- New Bremen Location within New York New Bremen Location within the United States
- Coordinates: 43°51′10″N 75°22′20″W﻿ / ﻿43.85278°N 75.37222°W
- Country: United States
- State: New York
- County: Lewis

Area
- • Total: 55.79 sq mi (144.49 km^{2})
- • Land: 55.59 sq mi (143.97 km^{2})
- • Water: 0.20 sq mi (0.52 km^{2})
- Elevation: 920 ft (280 m)

Population (2010)
- • Total: 2,706
- • Estimate (2016): 2,692
- • Density: 48/sq mi (18.7/km^{2})
- Time zone: UTC-5 (Eastern (EST))
- • Summer (DST): UTC-4 (EDT)
- ZIP Codes: 13367 (Lowville); 13327 (Croghan); 13305 (Beaver Falls); 13620 (Castorland);
- FIPS code: 36-049-50001
- GNIS feature ID: 979257
- Website: www.townofnewbremen.gov

= New Bremen, New York =

New Bremen is a town in Lewis County, New York, United States. The population was 2,785 at the 2020 census. The town is named after the German city of Bremen.

The town is on the eastern side of the county. It is northeast of Lowville, the county seat.

== History ==

The first settlement was c. 1798. Many later settlers were from Germany. The community of New Bremen was laid out in 1826 by Charles Dayan.

The town of New Bremen was formed in 1848 from parts of the towns of Croghan and Watson.

==Geography==
According to the United States Census Bureau, the town has a total area of 55.8 sqmi, of which 55.6 sqmi are land and 0.2 sqmi, or 0.36%, are water.

New York State Route 812, a north–south highway, intersects New York State Route 126, an east–west highway, near the northern town line.

The western town boundary is defined by the Black River. The Beaver River, a tributary of the Black River, marks the northeastern town line.

==Demographics==

As of the census of 2000, there were 2,722 people, 945 households, and 757 families residing in the town. The population density was 49.0 PD/sqmi. There were 1,116 housing units at an average density of 20.1 /sqmi. The racial makeup of the town was 98.09% White, 0.77% African American, 0.29% Native American, 0.18% Asian, 0.07% Pacific Islander, 0.15% from other races, and 0.44% from two or more races. Hispanic or Latino of any race were 0.33% of the population.

There were 945 households, out of which 40.7% had children under the age of 18 living with them, 67.7% were married couples living together, 8.1% had a female householder with no husband present, and 19.8% were non-families. 16.1% of all households were made up of individuals, and 7.4% had someone living alone who was 65 years of age or older. The average household size was 2.88 and the average family size was 3.24.

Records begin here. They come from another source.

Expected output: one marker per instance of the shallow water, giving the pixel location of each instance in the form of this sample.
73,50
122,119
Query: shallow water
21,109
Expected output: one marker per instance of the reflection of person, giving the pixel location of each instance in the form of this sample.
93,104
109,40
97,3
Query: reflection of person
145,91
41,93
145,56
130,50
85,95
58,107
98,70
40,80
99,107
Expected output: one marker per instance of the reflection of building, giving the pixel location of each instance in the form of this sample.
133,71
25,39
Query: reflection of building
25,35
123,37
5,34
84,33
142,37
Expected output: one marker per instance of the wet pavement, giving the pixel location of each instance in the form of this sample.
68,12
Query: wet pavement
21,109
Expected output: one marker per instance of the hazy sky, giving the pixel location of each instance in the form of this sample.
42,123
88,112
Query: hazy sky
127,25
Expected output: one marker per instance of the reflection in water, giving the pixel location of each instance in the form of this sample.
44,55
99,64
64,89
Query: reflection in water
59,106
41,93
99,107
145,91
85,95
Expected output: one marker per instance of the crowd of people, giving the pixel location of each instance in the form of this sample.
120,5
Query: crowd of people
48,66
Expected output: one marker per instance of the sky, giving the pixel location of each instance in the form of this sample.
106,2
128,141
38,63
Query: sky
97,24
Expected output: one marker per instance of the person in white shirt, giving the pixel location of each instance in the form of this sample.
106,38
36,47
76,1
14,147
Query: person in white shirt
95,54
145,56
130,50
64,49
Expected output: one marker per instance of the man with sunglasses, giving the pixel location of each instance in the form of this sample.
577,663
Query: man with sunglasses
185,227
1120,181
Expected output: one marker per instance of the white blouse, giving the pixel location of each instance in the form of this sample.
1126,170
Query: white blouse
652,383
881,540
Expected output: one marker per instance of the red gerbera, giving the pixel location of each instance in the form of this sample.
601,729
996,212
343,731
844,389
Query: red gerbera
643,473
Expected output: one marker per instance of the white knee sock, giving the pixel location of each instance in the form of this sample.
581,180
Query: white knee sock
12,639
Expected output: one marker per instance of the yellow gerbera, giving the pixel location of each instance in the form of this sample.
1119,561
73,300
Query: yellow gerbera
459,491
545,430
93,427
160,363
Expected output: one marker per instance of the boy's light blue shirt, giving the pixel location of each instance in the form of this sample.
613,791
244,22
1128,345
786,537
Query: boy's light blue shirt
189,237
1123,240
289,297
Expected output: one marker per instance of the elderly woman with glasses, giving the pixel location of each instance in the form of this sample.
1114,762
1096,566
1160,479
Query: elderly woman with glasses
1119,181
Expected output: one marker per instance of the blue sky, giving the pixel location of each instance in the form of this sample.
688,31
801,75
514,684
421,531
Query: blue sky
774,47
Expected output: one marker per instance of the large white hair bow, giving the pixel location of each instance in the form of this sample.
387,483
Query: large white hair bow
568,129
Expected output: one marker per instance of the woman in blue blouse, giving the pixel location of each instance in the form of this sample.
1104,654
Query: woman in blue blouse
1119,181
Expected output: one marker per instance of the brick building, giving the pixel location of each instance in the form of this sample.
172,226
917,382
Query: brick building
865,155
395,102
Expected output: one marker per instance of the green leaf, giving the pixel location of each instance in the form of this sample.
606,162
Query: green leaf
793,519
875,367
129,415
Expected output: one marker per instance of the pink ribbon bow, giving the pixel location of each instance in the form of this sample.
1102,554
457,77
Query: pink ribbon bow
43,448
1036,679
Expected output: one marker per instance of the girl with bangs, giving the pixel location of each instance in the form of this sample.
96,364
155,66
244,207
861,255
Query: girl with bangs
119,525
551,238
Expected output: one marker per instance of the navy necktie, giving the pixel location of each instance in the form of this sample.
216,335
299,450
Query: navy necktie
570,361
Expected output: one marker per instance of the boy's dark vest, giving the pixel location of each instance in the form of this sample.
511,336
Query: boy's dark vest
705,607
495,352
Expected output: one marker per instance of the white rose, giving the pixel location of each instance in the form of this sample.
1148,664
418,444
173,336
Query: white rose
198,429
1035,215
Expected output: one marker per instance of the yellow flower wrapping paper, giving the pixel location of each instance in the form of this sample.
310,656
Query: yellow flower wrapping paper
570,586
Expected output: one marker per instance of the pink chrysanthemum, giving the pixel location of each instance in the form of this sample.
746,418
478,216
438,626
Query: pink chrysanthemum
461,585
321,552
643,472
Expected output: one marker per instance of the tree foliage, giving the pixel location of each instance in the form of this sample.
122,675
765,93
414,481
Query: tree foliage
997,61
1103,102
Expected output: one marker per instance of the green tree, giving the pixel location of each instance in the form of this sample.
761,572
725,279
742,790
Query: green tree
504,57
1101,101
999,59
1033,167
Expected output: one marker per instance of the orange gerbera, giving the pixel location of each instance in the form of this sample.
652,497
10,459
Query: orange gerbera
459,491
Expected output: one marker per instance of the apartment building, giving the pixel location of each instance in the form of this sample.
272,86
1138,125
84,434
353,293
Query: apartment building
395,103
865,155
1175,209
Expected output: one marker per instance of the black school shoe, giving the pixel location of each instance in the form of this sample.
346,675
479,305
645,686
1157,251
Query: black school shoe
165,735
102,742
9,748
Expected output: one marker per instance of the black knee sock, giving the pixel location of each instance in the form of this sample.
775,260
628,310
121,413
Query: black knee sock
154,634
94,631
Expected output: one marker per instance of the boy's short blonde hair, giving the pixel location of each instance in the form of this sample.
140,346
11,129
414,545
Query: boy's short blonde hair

In the town, the population was spread out, with 30.3% under the age of 18, 7.8% from 18 to 24, 29.1% from 25 to 44, 21.6% from 45 to 64, and 11.3% who were 65 years of age or older. The median age was 35 years. For every 100 females, there were 94.6 males. For every 100 females age 18 and over, there were 97.1 males.

The median income for a household in the town was $35,230, and the median income for a family was $37,841. Males had a median income of $29,881 versus $21,149 for females. The per capita income for the town was $14,196. About 8.8% of families and 11.1% of the population were below the poverty line, including 13.8% of those under age 18 and 13.6% of those age 65 or over.

Historical population
| Census | Pop. | Note | %± |
| 1850 | 1,510 |  | — |
| 1860 | 1,786 |  | 18.3% |
| 1870 | 1,908 |  | 6.8% |
| 1880 | 2,414 |  | 26.5% |
| 1890 | 1,974 |  | −18.2% |
| 1900 | 1,775 |  | −10.1% |
| 1910 | 1,609 |  | −9.4% |
| 1920 | 1,609 |  | 0.0% |
| 1930 | 1,597 |  | −0.7% |
| 1940 | 1,707 |  | 6.9% |
| 1950 | 1,729 |  | 1.3% |
| 1960 | 1,963 |  | 13.5% |
| 1970 | 2,040 |  | 3.9% |
| 1980 | 2,316 |  | 13.5% |
| 1990 | 2,526 |  | 9.1% |
| 2000 | 2,722 |  | 7.8% |
| 2010 | 2,706 |  | −0.6% |
| 2016 (est.) | 2,692 |  | −0.5% |
U.S. Decennial Census

== Communities and locations in New Bremen ==
- Bushs Corners - A location east of Kirschnerville.
- Croghan - A small part of the Village of Croghan is at the northern town line on NY-812 and the Beaver River.
- Crystal Dale - A hamlet in the southeastern part of the town.
- Duflo Airport (NY10) - A private airport northeast of New Bremen village.
- Kirschnerville - A hamlet in the northeastern part of the town.
- New Bremen (formerly " Dayansville") - The hamlet of New Bremen is located in the western part of the town and on NY-812.